European tax rules are not currently prepared for the digital economy and need to be adapted to reality to offer the people of Europe a more prosperous future. This was the main message of the European Economic and Social Committee (EESC) debate on Taxation of the Digital Economy held on May 5.
“The digital economy is no longer just a part of the economy, but is becoming the actual economy itself,” said the keynote speaker, Rita de la Feria, professor of Tax Law, University of Leeds, and renowned tax expert – “Global Tax 50” in 2015 and 2016. She outlined that consumption has changed – an increasing part of consumption is done online and a large part of this is on mobile phones.

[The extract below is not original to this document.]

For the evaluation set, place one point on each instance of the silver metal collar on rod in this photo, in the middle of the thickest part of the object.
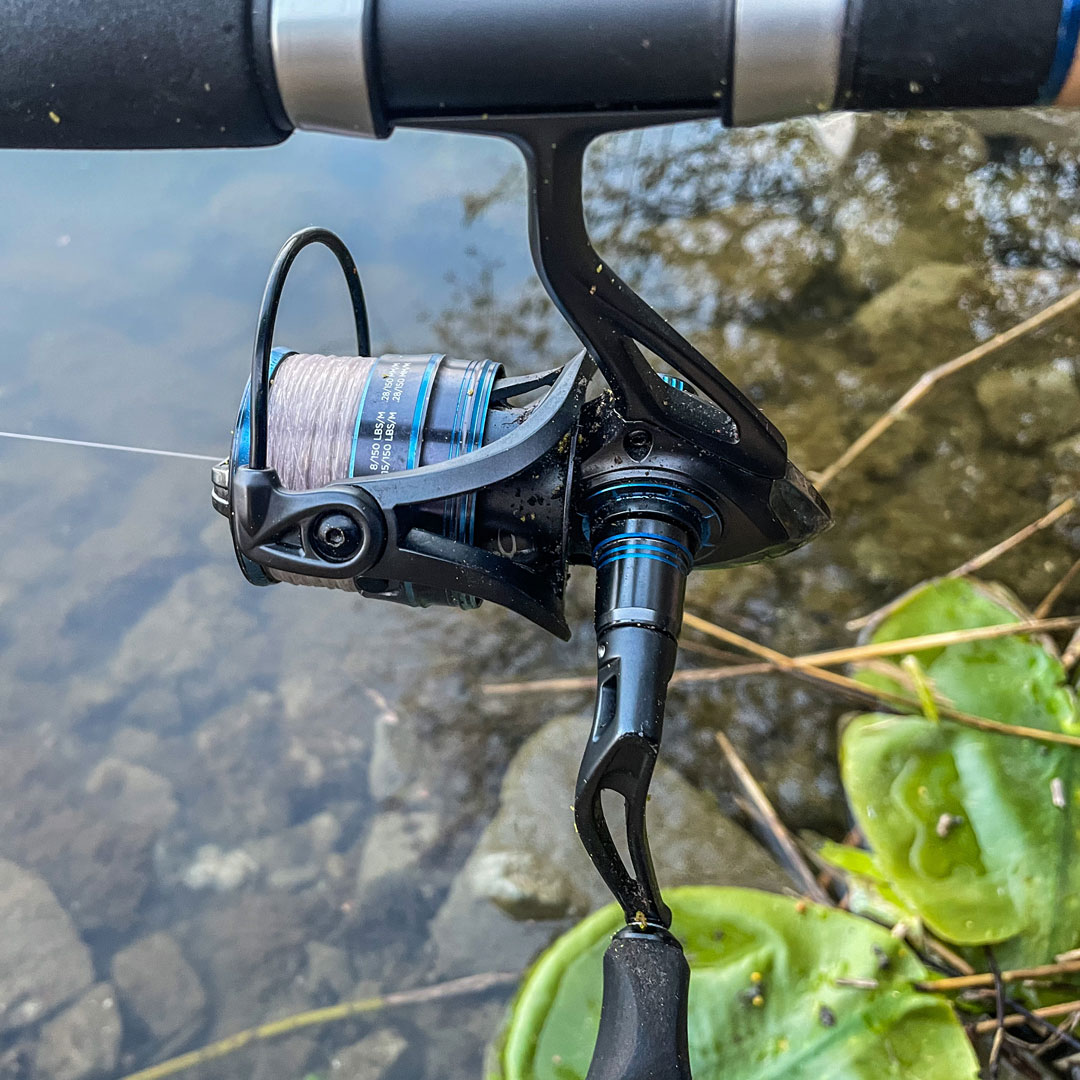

Opening the debate, the President of the EESC’s ECO Section, Joost van Iersel invited the experts participating to explore how the new models of business, work, and consumption in the sharing economy can be taxed appropriately. He reminded that the EESC considers proposals for appropriate taxation of the digital economy vitally important.
Within its wider work on fair taxation, the EESC is preparing an opinion on the taxation of the sharing economy. The debate hosted an exchange with taxation experts and economists, including EESC members Giuseppe Guerini and Krister Andersson, co-rapporteurs of this opinion that the EESC is preparing at the request of the upcoming Estonian Presidency of the Council of the EU.
“Digitalization of the economy is not reversible; neither is globalization. All the technological development cannot be undone,” Ms de la Feria said. “Either we continue to fit reality in our law, patch measures, or try to adapt our rules and laws especially in areas of fraud – and offer prosperity to our people.”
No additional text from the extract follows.